Amtrak Loan Backlash: Old Myths Die Hard

Amtrak’s loan backlash shows that a certain transportation funding argument is alive and well – and it’s one we’ve been refuting for a long time. It goes like this: If transit projects don’t sustain themselves financially, or even turn a profit, we shouldn’t support them with taxpayer dollars. 

Gideon Weissman

Former Policy Analyst, Frontier Group

Some people were not happy with the U.S. Department of Transportation’s new $2.45 billion loan to Amtrak’s Northeast Corridor.

The Delaware News Journal argued that “It’s bad business to prop up Amtrak,” a project that “continues to bleed money.” Money Morning said “since its inception over 40 years ago, Uncle Sam has propped up the railway to the tune of about $1 billion a year… That’s ‘bad investing 101’ right there.” The Washington Examiner bemoaned that “Amtrak has never made a profit and has survived through rocky periods when its continued existence relied on billions of dollars each year in congressional appropriations to keep it afloat.” The articles keep coming… and prepare yourself for some truly righteous anger along the same lines if you wade into comment sections on major news websites, railing against “more money down the Amtrak rat hole.”

Amtrak’s loan backlash shows that a certain transportation funding argument is alive and well – and it’s one we’ve been refuting for a long time.
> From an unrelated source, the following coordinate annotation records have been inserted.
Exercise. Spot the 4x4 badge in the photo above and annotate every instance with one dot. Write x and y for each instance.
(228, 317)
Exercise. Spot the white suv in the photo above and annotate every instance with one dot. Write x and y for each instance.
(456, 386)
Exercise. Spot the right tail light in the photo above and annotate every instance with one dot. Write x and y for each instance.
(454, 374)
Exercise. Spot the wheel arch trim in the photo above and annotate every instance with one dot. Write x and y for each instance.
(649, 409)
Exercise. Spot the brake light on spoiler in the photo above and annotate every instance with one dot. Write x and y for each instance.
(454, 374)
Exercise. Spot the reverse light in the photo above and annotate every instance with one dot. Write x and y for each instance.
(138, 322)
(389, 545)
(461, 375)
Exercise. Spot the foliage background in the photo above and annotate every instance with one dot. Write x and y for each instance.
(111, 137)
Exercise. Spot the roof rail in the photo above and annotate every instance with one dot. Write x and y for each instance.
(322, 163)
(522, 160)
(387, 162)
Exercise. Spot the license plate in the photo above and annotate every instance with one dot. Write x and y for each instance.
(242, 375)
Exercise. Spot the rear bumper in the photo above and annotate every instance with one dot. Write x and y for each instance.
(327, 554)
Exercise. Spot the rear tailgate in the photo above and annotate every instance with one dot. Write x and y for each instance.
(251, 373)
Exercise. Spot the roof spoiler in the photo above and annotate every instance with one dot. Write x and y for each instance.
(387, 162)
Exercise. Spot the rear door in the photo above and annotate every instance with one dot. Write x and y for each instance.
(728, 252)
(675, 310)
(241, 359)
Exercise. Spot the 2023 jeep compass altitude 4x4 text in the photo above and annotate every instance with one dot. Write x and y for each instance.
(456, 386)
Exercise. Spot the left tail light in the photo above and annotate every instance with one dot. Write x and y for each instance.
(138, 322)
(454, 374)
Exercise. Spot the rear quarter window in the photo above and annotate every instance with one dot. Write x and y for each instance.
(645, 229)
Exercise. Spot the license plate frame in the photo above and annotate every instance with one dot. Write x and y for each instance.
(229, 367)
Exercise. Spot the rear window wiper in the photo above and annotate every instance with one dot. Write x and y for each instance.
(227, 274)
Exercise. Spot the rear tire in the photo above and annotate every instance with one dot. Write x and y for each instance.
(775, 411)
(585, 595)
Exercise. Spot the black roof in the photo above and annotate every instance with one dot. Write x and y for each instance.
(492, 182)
It goes like this: If transit projects don’t sustain themselves financially, or even turn a profit, we shouldn’t support them with taxpayer dollars.
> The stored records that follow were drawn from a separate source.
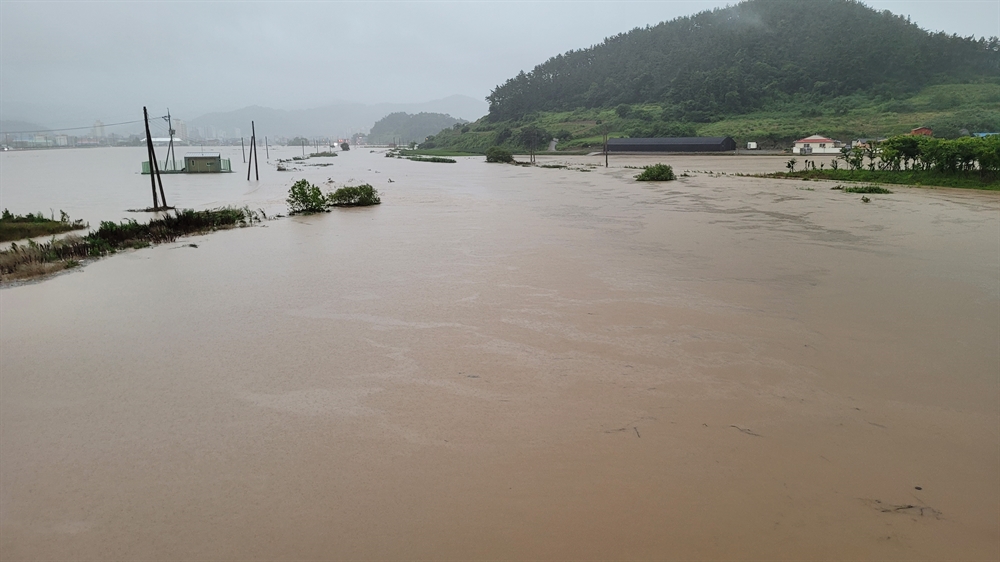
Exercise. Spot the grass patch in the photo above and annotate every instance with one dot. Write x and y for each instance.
(36, 259)
(964, 180)
(431, 159)
(438, 152)
(305, 198)
(19, 227)
(354, 196)
(870, 188)
(656, 172)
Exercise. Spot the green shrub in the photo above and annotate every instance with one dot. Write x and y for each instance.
(354, 196)
(656, 172)
(497, 154)
(305, 198)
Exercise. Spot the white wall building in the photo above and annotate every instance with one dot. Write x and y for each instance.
(816, 144)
None of the above articles debate whether passenger rail in the Northeast is a good idea. The Northeast Corridor connects the most densely populated part of the United States, including Washington D.C., Boston, and New York. It moves a workforce that contributes $50 billion annually to the GDP, and carries three times as many people between D.C. and New York as airplanes. And every trip brings with it reduced global warming pollution compared to travel in a car.

The problem with the articles is that they argue Amtrak is a failure because it doesn’t pay for itself. This argument is based on a persisting misconception of transportation spending: that competing transportation options, namely roads and highways, are self-sustaining. But that is simply not the case. In our 2015 report Who Pays for Roads, we found that in 2012 general taxes (i.e. not the gas tax or other fees paid by drivers) accounted for $69 billion of highway spending. That’s a lot more than the $2.5 billion Amtrak loan – but it’s a lot harder to find the outrage over that spending.

Any transportation future we decide on will require a financial commitment from the public. No transportation options are free. Privatization, the most commonly proposed alternative to taxpayer spending on transportation infrastructure, can pose many problems and can’t come close to meeting our country’s wide and varied transportation needs. It’s time to toss aside the idea that roads and highways are free or even cheap for taxpayers, and start debating which transportation choices deliver the most benefits for the public.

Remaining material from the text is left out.